Article 2 : L’arrêté du 31 juillet 2025 par lequel le préfet du Val-d’Oise a refusé de délivrer à M. A… un titre de séjour et l’a obligé à quitter le territoire français dans un délai de trente jours, est annulé.
Article 3 : Il est enjoint au préfet du Val-d’Oise, ou au préfet territorialement compétent, conformément au point 9, de délivrer à M. A… un titre de séjour portant la mention « salarié », dans un délai de trois mois à compter de la notification du présent jugement, et de le doter dans l’attente d’une autorisation provisoire de séjour l’autorisant à travailler.
Article 4 : L’Etat versera à Me de Seze une somme de 1 000 euros en application des dispositions du deuxième alinéa de l’article 37 de la loi du 10 juillet 1991, sous réserve que Me de Seze renonce à percevoir la somme correspondant à la part contributive de l’État et que M. A… soit admis définitivement à l’aide juridictionnelle.
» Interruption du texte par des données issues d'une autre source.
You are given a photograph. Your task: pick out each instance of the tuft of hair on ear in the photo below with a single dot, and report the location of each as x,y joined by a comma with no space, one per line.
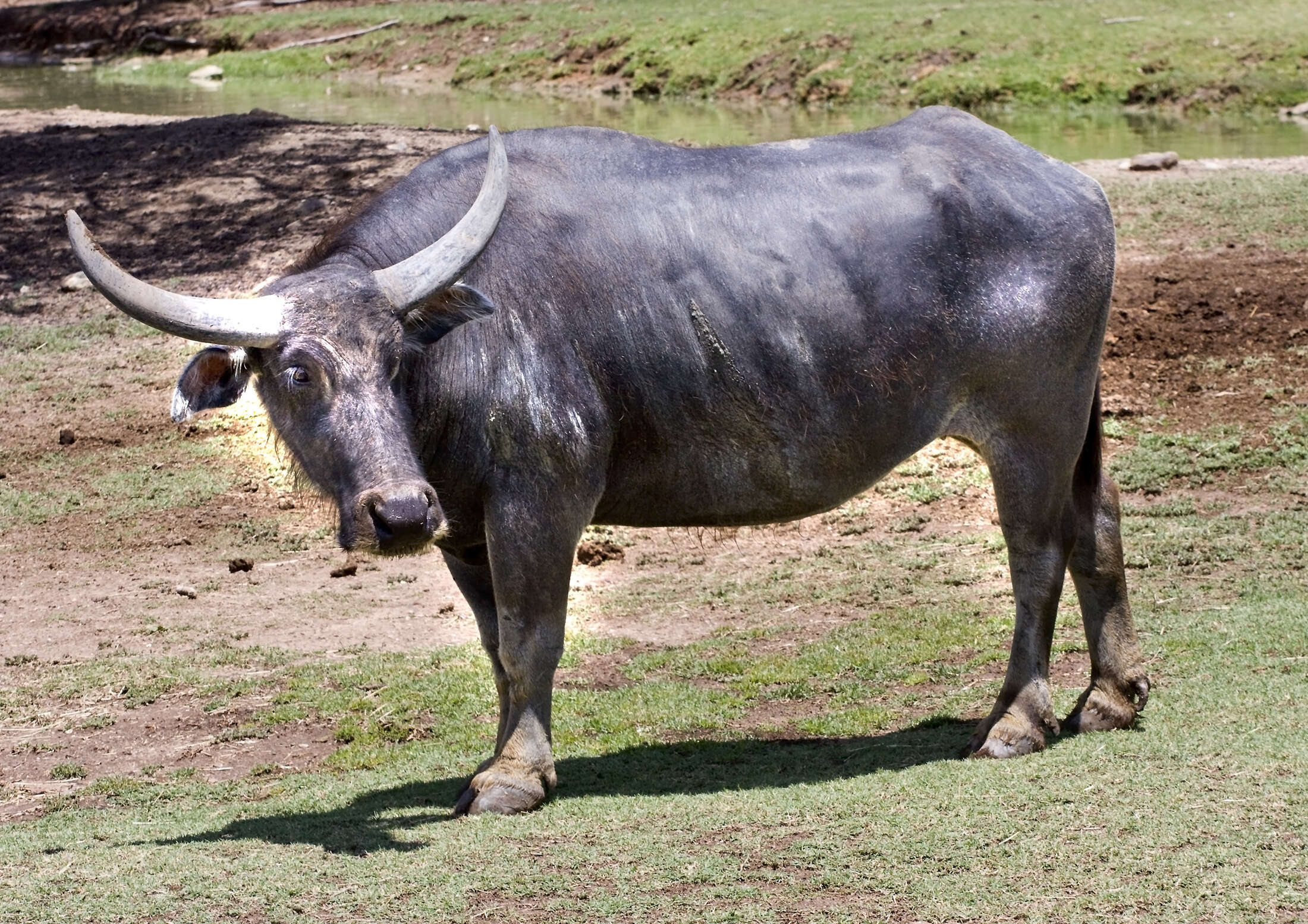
437,315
Dans le cas où l’aide juridictionnelle ne serait pas accordée à M. A… par le bureau d’aide juridictionnelle, la somme de 1 000 euros sera versée à M. A….
Article 5 : Le surplus des conclusions de la requête est rejeté.
Article 6 : Le présent jugement sera notifié à M. B… A…, à Me de Seze, et au préfet du Val-d’Oise.
Copie en sera adressée au conseil départemental du Val-d’Oise
Délibéré après l’audience du 9 avril 2026, à laquelle siégeaient :
M. Ouillon, président,
M. Probert, premier conseiller,
Mme Gaudemet, première conseillère.
Rendu public par mise à disposition au greffe le 30 avril 2026
Le rapporteur,
signé
L. Probert
Le président,
signé
S. Ouillon
La greffière,
signé
S. Nimax
La République mande et ordonne au préfet du Val-d’Oise en ce qui le concerne ou à tous commissaire de justice à ce requis en ce qui concerne les voies de droit commun contre les parties privées, de pourvoir à l’exécution de la présente décision.